Level 3: Moving with the Times

By now, most of us have come to terms with the fact that remote working was not a temporary move. It was not a provision for the three-month lockdown. In order to ensure employee health and smooth business functioning, remote work is the only way ahead.  Once this realization dawned upon companies, they started taking a remote-first approach. They looked for tools and enablers that made remote work better. Meetings were utilized better than “catching up on what everyone’s doing”. More and more shared documents, projects, and tools came into being for better collaboration. 

This is where I think many companies are now. At the beginning of the pandemic, we had all started at Level 2. But now, we’re developing a remote-first outlook and getting better at operating remotely. 

But does it end here? Not according to Mullenweg. There are two more levels of remote work that we’ve to conquer. 

Level 4: To each his own- Asynchronous

Fundamentally, no two people are the same. Some people are night owls and are most productive while the world sleeps. Some are early risers and like to get most of their work done by noon. Back in an office setup, we didn’t really have the luxury to let employees work at their own favorite time of day. But working remotely can allow you to get the highest productivity out of your team. 

To do that, you need to build a remote work culture that has asynchronous communication i.e. where information can be shared without the need for an instant response. Where operations are such that employees have flexible working hours. 

Asynchronous communication allows your employees to get in the ‘flow state’. Being in the flow state or ‘in the zone’ is a psychological state where your employees are up to five times more productive, according to McKinsey. In addition to the productivity boost, asynchronous communication can allow you to go global. You can hire the best talent across the world and actually run operations 24X7 wherein one remote team passes the baton to the other team at the end of their shift. 

To get here, I feel what is needed is the setting of clear expectations and responsibilities. As leaders, we need to drive communication that is built upon the mindset that the receiver may or may not be readily available. For instance, as a standard, all task-related messages can have three elements: 

  • A clear action or outcome that is needed
  • A due date
  • Action to take if a requirement can’t be met.

This way the receiver knows the priority of the tasks and can work on it accordingly. This is just one of the many ways of ensuring effective asynchronous communication that I think can work. 

Level 5: The Ultimate Remote Working Setup

As Mullenweg puts it, this level is where your team attains Nirvana. And this is where we should strive to reach. 

Considering the present situation, Nirvana is where we’ve devoted enough time and had enough learnings from experiments with a remote setup that we master the art of doing work and collaborating remotely. This is the point where we’ve not just built a remote setup but developed an iron-clad remote culture that ties to the company’s values and goals.
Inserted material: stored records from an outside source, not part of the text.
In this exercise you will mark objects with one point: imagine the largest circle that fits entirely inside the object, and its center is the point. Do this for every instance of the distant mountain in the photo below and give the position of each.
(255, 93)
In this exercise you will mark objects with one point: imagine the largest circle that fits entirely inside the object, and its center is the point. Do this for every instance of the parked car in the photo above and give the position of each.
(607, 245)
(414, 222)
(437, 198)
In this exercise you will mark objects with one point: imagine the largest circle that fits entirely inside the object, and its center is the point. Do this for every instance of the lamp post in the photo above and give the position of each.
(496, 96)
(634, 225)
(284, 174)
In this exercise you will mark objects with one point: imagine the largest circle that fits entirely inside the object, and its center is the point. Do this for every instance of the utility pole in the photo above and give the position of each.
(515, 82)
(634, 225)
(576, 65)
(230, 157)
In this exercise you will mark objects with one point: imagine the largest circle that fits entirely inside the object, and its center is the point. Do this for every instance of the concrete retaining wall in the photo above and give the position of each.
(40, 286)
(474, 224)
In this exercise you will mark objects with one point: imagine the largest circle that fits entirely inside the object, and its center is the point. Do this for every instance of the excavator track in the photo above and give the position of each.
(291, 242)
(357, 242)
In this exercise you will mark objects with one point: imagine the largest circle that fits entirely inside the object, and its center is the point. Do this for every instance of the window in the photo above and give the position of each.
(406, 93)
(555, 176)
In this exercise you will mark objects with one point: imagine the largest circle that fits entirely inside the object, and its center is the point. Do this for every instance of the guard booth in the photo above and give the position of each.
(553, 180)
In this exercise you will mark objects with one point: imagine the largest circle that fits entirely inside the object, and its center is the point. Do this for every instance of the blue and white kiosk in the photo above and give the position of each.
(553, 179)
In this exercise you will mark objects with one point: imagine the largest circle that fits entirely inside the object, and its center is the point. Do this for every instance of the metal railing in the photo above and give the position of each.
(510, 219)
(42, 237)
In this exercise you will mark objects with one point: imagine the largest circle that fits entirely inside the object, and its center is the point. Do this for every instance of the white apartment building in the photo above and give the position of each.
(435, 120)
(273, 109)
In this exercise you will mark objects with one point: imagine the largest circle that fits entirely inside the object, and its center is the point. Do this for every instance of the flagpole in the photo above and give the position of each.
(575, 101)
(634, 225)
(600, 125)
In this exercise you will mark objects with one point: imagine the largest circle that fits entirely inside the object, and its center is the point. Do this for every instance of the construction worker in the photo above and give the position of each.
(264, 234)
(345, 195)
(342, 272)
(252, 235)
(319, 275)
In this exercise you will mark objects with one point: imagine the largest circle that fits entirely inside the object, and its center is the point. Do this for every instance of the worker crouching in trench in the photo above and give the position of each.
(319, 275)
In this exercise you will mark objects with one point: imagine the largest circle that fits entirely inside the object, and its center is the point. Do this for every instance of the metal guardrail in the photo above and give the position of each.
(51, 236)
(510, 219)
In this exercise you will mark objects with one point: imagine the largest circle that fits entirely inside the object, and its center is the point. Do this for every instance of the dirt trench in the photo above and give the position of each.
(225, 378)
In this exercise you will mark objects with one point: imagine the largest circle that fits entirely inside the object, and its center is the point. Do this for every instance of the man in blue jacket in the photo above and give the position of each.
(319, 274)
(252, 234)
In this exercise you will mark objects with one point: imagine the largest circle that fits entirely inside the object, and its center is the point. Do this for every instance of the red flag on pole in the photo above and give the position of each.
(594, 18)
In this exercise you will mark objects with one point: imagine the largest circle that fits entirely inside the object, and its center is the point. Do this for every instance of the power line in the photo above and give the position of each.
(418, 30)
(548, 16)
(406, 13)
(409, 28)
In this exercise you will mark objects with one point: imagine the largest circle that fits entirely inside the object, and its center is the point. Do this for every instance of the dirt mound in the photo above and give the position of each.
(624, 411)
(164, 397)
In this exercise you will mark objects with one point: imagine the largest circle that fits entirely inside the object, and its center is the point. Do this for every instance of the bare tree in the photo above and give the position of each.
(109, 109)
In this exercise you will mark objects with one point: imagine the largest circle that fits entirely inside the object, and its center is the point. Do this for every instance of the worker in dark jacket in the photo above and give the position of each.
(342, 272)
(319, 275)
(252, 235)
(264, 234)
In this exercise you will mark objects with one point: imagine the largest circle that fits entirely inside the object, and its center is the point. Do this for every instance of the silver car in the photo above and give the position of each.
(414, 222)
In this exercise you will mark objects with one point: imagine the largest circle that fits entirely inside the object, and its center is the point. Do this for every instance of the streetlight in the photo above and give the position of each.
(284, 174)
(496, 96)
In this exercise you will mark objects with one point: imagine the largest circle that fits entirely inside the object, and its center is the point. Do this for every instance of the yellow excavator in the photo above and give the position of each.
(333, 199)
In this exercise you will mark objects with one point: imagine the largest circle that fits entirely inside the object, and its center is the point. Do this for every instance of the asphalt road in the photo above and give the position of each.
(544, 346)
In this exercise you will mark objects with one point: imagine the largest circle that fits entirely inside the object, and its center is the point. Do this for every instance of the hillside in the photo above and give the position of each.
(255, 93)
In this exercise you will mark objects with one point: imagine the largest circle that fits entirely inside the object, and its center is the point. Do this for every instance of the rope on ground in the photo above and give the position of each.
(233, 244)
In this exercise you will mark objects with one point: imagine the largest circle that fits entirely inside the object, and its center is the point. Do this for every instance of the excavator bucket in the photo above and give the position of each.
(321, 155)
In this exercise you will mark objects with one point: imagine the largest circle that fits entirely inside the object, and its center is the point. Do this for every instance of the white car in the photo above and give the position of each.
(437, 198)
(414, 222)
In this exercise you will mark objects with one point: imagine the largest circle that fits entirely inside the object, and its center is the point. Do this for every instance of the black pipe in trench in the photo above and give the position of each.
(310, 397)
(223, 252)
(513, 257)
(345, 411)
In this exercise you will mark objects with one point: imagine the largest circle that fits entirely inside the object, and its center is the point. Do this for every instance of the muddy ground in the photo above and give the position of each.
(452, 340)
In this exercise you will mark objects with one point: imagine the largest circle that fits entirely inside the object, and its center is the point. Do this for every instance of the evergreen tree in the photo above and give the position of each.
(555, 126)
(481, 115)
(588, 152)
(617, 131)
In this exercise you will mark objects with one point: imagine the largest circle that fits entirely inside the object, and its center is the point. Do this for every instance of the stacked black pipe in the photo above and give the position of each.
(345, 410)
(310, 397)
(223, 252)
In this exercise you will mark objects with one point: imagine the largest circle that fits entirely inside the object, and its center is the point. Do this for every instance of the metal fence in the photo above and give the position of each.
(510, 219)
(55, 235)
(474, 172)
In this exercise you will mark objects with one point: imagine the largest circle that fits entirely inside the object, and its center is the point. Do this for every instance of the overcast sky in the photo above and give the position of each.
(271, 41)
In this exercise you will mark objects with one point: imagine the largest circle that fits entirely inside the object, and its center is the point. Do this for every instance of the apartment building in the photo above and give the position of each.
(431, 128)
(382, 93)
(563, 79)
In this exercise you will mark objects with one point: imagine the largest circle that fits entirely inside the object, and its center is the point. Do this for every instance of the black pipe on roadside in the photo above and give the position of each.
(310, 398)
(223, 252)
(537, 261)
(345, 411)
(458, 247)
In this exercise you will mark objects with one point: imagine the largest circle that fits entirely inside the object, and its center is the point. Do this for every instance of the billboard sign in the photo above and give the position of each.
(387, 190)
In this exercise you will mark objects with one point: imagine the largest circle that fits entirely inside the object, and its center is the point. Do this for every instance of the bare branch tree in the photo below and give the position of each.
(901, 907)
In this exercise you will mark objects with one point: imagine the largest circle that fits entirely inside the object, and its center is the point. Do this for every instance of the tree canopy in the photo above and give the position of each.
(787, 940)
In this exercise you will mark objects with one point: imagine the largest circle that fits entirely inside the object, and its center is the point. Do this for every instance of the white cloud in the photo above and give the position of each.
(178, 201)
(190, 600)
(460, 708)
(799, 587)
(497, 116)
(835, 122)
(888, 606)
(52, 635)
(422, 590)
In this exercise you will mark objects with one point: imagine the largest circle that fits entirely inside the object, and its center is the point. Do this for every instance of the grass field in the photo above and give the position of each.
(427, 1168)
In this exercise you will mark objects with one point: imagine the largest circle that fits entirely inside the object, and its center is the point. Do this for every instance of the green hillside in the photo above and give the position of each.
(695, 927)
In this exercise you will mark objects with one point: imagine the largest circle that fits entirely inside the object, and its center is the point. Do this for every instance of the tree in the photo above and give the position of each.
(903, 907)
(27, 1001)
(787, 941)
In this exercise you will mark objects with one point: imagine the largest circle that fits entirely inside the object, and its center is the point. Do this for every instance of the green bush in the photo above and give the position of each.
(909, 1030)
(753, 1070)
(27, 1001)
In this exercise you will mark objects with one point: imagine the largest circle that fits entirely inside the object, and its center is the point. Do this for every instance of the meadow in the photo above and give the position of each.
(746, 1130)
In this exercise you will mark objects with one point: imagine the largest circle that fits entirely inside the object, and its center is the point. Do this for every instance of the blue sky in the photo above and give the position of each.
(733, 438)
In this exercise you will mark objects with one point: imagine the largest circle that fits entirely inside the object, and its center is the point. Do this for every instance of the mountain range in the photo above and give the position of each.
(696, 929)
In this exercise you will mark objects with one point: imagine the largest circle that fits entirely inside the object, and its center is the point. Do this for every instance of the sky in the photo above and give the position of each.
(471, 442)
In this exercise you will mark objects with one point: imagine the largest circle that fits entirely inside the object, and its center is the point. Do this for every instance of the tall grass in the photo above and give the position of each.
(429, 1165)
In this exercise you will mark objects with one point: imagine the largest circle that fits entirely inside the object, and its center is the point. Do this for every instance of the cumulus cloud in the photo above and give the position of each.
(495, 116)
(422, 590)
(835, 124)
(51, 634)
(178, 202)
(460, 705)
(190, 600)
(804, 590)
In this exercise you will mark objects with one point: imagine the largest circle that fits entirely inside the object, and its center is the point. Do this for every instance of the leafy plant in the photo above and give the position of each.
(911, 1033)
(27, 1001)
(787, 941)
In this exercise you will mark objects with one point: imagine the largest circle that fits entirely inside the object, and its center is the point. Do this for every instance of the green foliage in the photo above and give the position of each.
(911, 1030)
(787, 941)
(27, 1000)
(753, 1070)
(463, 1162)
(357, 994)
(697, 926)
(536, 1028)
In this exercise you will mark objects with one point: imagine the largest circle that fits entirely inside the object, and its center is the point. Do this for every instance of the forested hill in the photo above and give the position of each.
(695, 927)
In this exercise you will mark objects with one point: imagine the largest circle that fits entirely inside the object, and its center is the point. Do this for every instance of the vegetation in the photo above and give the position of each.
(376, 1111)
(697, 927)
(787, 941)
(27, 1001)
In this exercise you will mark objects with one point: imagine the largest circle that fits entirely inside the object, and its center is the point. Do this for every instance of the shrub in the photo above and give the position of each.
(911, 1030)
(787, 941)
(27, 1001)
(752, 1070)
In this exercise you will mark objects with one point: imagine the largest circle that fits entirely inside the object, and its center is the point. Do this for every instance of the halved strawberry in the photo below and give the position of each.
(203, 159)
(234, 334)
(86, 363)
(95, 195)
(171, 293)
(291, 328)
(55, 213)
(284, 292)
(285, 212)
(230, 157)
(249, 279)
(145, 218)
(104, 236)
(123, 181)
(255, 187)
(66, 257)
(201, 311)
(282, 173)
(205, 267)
Nirvana is where your business is functioning impeccably remotely as if it was meant to be remote (like Automattic!) from the get-go.  

Once you attain Nirvana, it will directly impact your business growth. But more importantly, it will impact your employee engagement and wellbeing. Your employees would be able to balance personal and professional well-being - a challenge that’s new to them as remote workers. 

Where’s Plum At?

After reading all about these levels of remote work, I couldn’t help but wonder where Plum was in terms of a remote culture that I have been trying to build at the company. While I can say without a shred of doubt that we’ve definitely crossed Level 3, we’re still at the beginning of Level 4. I am increasingly learning more and actively taking an initiative to boost asynchronous communication but there’s definitely a lot more to do.